Гость не назвался, а попросил сообщить о нем в гостиницу «Серый петух», и Чурра это сделал. За обедом человек молчал и тихо смотрел вокруг, а Чурра почему-то не знал, куда девать руки. Больше всего ему хотелось упасть на колени и молиться. А еще ему хотелось вновь испытать то теплое чувство, когда делаешь добро.

Вскоре за гостем приехал черноволосый человек с хитрым лицом, и они все так же молча удалились, провожаемые недоуменными взглядами воров.

Вечером, во время обхода своих владений, Чурра не взял долг с бедной вдовы и сказал, что это ему зачтется на небесах. Он снова почувствовал тепло в груди, а потом там же почувствовал стальной нож.
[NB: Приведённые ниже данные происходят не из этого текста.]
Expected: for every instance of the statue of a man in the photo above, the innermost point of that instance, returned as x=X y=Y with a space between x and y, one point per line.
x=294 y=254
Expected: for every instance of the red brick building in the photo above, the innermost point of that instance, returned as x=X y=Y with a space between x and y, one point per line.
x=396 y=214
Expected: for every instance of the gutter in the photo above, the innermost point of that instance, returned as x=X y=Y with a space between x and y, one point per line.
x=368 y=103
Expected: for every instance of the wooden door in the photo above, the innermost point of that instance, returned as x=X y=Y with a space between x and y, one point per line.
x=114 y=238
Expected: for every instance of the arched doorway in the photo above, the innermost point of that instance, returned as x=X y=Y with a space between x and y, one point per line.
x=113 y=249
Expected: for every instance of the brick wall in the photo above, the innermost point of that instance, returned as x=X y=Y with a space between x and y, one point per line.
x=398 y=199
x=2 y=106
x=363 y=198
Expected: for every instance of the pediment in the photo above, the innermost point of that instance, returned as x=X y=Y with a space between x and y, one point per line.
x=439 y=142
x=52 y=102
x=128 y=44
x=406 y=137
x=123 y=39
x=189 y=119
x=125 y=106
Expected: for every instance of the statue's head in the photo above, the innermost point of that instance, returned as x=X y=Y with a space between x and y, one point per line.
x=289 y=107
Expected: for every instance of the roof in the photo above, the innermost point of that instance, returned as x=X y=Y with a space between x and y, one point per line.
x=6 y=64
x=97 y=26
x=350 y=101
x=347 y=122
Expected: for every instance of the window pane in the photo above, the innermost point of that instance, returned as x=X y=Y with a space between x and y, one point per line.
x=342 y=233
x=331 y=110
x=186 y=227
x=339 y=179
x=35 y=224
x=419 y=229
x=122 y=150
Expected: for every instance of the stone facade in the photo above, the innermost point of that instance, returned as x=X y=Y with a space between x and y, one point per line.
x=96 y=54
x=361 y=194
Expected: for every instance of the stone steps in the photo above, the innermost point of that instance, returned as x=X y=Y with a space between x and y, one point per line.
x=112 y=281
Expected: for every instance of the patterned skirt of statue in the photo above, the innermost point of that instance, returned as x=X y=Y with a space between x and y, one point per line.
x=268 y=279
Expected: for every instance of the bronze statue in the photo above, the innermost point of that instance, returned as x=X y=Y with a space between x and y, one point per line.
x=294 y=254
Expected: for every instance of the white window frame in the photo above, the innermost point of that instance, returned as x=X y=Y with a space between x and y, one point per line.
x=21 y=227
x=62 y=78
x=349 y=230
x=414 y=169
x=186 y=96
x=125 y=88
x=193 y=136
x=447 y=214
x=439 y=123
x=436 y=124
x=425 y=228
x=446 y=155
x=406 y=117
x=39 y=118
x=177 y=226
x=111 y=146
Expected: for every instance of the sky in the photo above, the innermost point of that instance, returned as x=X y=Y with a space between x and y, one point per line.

Чурра удивился и умер, а его подручный вынул нож и стал новым главарем. Он прожил долгую жизнь и, уж конечно, подобных глупостей не совершал.

***

Бейхуна тем временем разыскивали по всему городу, сторожили на выездах, ждали в притонах и кабаках. Но он все равно бежал из Хольма. Как он это сделал? А вот как.

Взял полотняную рубаху и постелил на гладкий стол. Бросил льняную нить – она обернулась горизонтом. Бросил шелковую нить – она обернулась рекой. Бросил травинку – и стала она выцветшей степью. Взмахнул рукой – прилетели крылатые змеи и зажгли своим огнем солнце. Уронил гусиное перо – и подул степной ветер. Потом сел Бейхун на коня и уехал, а товарищи его за ним – в степь.